Proposed Sequence Variants and Justifications
L44P (Leucine to Proline at position 44): Proline is a known “helix breaker” that introduces a rigid kink into the peptide backbone. While the AI models might penalize this for structural instability, in the context of a transmembrane lytic pore, this structural kink likely alters the oligomerization geometry, favoring an irreversible disruption of the bacterial lipid bilayer, leading to the successful cell lysis observed in the experimental data.

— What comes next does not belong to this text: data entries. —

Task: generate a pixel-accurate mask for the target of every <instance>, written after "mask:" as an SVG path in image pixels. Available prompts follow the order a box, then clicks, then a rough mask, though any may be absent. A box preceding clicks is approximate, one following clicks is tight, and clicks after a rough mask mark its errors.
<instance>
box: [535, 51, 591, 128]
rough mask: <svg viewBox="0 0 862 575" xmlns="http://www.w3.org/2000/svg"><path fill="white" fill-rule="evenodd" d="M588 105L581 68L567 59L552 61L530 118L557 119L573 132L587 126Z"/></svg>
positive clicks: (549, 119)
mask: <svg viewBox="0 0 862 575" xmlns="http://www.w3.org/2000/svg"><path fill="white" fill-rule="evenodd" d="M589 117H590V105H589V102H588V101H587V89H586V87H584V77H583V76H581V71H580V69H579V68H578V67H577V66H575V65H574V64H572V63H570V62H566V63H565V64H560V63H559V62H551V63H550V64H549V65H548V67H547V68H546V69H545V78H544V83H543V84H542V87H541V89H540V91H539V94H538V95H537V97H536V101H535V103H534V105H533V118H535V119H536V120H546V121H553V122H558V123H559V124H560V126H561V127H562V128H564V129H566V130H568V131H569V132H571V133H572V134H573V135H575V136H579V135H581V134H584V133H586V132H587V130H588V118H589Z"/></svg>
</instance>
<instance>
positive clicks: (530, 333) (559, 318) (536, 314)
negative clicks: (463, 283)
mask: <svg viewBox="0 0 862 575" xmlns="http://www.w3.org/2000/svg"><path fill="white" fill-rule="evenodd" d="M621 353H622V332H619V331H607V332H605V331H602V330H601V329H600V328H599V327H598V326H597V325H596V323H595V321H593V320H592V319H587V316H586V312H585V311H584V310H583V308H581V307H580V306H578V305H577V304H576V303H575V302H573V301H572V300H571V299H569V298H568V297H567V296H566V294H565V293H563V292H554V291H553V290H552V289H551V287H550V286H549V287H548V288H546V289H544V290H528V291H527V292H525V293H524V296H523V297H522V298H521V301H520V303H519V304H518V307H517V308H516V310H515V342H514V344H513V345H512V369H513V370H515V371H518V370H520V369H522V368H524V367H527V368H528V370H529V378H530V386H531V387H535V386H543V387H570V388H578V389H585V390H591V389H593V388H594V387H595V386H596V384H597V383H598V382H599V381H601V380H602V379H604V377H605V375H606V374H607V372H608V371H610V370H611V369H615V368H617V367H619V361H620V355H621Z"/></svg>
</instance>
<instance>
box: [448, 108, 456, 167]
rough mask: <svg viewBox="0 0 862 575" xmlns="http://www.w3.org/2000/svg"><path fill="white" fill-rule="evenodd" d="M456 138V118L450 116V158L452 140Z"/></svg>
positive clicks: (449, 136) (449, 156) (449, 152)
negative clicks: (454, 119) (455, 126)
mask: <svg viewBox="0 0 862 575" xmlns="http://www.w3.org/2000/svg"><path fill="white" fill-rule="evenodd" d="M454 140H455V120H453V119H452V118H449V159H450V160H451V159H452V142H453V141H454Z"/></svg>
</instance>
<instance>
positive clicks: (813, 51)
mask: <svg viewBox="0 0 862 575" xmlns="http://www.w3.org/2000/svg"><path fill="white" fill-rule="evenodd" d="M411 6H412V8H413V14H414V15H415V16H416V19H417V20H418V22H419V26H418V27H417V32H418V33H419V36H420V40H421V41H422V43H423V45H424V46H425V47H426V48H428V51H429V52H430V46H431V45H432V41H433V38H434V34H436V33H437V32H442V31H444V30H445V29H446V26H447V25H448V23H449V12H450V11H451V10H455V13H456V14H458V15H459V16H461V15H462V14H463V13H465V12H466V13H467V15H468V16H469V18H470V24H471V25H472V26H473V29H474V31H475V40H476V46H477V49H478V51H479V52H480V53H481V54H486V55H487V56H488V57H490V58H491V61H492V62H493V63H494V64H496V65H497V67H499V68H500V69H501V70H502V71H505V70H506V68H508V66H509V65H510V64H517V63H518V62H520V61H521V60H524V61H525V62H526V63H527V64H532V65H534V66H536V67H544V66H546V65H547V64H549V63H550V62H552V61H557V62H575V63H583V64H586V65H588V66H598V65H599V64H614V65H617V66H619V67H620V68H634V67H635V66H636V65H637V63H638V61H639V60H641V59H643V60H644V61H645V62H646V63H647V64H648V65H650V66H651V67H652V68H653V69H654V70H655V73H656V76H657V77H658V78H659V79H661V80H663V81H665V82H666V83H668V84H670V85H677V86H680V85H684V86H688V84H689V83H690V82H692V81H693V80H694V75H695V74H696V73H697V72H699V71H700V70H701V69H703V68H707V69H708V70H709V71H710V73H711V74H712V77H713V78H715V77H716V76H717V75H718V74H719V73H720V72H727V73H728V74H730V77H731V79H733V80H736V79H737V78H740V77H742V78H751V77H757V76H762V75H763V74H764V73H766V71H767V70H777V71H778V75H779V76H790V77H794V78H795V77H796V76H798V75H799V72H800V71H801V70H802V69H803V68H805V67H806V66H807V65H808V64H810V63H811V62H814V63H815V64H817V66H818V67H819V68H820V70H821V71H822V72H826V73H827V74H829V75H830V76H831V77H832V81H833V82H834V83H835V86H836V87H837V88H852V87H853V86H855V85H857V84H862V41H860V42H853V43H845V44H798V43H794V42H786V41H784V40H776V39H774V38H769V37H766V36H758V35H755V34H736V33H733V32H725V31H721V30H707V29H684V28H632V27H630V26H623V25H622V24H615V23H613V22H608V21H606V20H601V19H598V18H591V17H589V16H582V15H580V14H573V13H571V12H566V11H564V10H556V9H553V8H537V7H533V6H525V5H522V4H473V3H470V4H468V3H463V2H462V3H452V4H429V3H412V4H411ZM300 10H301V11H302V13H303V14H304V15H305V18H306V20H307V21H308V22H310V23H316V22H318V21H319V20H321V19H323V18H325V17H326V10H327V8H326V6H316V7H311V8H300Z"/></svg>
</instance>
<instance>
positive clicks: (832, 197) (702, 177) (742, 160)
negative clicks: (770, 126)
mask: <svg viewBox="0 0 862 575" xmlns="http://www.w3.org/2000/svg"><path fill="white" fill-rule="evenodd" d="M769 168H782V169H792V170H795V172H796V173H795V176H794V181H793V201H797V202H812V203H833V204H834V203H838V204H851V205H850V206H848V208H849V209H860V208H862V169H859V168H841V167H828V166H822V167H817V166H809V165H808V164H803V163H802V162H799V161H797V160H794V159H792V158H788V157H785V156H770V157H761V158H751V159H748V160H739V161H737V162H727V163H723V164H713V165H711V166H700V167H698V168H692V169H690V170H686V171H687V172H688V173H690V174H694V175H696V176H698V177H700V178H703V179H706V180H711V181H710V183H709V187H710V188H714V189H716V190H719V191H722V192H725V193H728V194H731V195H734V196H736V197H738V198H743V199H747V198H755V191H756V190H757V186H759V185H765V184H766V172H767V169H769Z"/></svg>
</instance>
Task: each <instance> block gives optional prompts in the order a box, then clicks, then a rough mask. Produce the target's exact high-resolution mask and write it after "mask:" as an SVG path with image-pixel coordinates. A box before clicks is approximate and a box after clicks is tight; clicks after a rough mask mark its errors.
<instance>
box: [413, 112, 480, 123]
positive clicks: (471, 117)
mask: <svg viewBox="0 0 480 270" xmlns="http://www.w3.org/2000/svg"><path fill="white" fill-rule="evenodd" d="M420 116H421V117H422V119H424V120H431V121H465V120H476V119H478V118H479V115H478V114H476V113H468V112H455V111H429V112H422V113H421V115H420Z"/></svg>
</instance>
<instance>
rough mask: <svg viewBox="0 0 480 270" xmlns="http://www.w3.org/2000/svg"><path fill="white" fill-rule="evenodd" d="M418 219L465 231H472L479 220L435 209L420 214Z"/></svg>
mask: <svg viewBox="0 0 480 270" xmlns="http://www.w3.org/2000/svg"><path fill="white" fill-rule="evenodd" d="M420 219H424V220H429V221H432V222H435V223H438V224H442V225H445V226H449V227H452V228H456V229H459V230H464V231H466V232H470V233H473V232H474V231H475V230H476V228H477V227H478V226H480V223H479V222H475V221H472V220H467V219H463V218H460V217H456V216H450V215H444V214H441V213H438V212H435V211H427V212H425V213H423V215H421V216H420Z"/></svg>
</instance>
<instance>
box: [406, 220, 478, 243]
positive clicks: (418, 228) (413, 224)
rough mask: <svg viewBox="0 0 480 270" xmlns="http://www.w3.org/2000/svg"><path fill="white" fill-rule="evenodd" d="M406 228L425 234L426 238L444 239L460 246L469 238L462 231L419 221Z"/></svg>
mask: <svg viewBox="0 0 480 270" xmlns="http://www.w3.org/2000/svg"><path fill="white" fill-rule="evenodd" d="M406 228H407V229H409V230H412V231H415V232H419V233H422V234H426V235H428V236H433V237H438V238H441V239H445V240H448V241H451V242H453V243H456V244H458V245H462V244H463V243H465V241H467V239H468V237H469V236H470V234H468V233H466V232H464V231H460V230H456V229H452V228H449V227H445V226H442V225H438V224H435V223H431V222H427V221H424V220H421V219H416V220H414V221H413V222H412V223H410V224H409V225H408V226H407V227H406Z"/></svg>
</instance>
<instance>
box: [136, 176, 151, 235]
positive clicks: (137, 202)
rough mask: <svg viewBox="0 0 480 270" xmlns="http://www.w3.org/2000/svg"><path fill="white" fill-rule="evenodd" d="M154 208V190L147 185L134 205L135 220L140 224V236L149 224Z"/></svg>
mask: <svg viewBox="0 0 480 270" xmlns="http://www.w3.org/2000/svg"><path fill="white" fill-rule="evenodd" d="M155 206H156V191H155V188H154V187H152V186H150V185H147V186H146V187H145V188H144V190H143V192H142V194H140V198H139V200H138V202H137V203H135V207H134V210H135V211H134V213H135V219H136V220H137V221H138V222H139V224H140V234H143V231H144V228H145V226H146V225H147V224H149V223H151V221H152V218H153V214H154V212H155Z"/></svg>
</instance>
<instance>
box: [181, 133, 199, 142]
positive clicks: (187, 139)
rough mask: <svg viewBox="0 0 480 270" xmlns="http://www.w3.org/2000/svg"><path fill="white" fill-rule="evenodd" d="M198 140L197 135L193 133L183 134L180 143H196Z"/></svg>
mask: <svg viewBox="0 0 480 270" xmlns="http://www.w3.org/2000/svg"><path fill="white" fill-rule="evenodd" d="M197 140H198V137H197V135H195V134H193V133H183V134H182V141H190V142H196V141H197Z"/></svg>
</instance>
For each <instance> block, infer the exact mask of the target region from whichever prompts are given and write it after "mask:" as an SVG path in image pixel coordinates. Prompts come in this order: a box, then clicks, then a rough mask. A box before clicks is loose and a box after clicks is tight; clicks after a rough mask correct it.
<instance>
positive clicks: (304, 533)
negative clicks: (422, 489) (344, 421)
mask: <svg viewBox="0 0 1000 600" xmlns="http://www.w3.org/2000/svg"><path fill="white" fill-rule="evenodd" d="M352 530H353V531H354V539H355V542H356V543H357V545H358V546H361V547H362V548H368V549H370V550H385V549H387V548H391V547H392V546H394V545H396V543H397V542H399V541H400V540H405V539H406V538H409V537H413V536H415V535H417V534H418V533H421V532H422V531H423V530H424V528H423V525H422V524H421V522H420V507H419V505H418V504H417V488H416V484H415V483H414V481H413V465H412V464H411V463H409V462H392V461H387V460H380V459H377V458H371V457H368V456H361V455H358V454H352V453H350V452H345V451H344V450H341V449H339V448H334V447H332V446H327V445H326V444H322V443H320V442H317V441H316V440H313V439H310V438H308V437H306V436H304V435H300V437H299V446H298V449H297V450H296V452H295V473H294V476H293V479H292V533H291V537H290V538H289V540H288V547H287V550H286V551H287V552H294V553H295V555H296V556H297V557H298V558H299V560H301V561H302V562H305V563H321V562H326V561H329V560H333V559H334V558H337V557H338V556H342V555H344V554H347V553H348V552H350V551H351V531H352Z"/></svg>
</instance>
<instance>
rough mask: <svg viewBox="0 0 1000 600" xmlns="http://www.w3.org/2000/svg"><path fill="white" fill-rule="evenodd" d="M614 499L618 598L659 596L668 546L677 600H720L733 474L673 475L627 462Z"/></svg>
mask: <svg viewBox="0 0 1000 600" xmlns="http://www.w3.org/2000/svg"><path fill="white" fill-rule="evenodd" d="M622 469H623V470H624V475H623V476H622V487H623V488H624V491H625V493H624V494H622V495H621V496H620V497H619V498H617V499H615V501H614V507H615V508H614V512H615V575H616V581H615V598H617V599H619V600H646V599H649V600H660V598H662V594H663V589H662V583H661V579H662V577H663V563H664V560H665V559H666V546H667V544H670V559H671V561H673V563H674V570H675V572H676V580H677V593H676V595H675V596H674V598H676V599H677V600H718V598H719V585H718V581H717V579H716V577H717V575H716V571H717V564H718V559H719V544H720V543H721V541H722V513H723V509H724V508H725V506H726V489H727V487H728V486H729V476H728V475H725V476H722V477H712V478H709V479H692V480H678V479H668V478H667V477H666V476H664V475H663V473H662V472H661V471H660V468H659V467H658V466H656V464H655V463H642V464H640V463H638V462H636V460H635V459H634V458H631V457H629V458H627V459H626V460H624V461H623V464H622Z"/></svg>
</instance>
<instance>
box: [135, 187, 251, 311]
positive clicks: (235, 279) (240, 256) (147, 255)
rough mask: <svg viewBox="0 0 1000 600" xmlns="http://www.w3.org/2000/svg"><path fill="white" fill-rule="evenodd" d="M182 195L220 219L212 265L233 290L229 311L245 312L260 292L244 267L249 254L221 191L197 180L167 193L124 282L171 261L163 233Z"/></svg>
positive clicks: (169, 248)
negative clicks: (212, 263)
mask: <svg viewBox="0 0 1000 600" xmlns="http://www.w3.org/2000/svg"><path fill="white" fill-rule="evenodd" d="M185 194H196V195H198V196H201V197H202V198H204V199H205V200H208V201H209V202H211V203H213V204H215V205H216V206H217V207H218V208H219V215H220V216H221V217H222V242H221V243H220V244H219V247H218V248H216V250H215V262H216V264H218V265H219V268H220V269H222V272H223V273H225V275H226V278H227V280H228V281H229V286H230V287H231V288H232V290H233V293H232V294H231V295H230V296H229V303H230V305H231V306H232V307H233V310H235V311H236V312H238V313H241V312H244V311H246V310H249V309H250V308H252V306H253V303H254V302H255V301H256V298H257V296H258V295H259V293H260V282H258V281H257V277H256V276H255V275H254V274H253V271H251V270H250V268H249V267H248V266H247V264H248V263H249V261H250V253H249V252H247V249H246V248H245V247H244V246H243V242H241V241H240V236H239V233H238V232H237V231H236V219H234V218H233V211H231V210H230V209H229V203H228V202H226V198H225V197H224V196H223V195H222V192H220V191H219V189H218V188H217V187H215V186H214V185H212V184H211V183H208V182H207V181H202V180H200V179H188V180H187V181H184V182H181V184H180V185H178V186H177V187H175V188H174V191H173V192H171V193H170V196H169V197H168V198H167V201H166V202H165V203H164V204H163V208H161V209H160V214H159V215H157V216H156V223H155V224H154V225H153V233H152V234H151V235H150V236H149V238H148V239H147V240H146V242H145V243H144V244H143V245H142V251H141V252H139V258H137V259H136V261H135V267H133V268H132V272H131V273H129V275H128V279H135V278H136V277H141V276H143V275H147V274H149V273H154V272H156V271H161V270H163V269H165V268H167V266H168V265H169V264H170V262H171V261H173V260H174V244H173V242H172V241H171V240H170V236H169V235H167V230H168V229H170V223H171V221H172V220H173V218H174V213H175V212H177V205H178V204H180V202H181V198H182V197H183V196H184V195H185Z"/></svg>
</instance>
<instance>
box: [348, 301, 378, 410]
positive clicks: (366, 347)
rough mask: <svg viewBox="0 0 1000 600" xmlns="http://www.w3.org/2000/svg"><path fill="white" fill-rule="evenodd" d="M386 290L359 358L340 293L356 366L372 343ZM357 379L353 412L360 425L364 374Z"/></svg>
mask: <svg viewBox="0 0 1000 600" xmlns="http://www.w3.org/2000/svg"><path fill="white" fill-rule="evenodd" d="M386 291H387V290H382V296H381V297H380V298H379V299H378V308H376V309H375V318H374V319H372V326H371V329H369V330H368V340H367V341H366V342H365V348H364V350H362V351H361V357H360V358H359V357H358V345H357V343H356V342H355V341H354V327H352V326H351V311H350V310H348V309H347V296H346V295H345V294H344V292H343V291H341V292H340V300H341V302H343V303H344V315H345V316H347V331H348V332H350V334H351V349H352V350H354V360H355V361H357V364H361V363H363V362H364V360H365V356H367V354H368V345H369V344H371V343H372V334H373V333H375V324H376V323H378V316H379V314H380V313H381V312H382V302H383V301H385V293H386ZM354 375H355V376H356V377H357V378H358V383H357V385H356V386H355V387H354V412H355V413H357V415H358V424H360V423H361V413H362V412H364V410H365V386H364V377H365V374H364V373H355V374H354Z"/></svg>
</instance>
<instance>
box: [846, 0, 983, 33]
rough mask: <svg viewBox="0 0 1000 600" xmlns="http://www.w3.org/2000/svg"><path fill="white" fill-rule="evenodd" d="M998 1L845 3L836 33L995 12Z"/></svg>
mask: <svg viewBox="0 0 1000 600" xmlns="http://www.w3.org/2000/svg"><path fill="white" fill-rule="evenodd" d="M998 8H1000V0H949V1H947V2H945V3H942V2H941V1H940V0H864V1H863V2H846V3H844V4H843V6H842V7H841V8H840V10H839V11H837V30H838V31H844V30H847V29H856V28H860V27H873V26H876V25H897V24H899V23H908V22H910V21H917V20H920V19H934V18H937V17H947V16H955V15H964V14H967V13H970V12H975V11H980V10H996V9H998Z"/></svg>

I46F (Isoleucine to Phenylalanine at position 46): Justification: Phenylalanine is a bulky, aromatic amino acid. Substituting a smaller aliphatic side chain (Isoleucine) with a bulky aromatic one increases the overall hydrophobicity and bulkiness within the membrane core. This enhances the anchoring strength of the L-protein in the E. coli inner membrane, stabilizing the lytic pore complex.
R18I (Arginine to Isoleucine at position 18): Justification: The soluble domain relies on positively charged residues (like Arginine) to interact with the host chaperone DnaJ. Mutating Arginine to Isoleucine replaces a highly charged, hydrophilic residue with a purely hydrophobic one. This effectively breaks the electrostatic interaction with DnaJ, allowing the lysis protein to evade the host’s resistance mechanism and auto-fold.
E25V (Glutamate to Valine at position 25): Justification: Similar to the previous rationale, Glutamate is a negatively charged amino acid that participates in polar contacts. Swapping it for Valine (hydrophobic and uncharged) disrupts the native binding interface with bacterial chaperones. The experimental data confirms that neutralizing these charges in the soluble domain leads to successful lysis (Lysis = 1), proving chaperone independence.
R30L (Arginine to Leucine at position 30): Justification: This mutation reinforces the pattern discovered during the data analysis: eliminating positively charged Arginines (R18, R30) in the soluble domain consistently yields functional, lytic phages. Replacing Arginine 30 with Leucine reduces the solubility of the N-terminal tail, potentially accelerating its collapse and auto-folding without needing E. coli’s DnaJ assistance.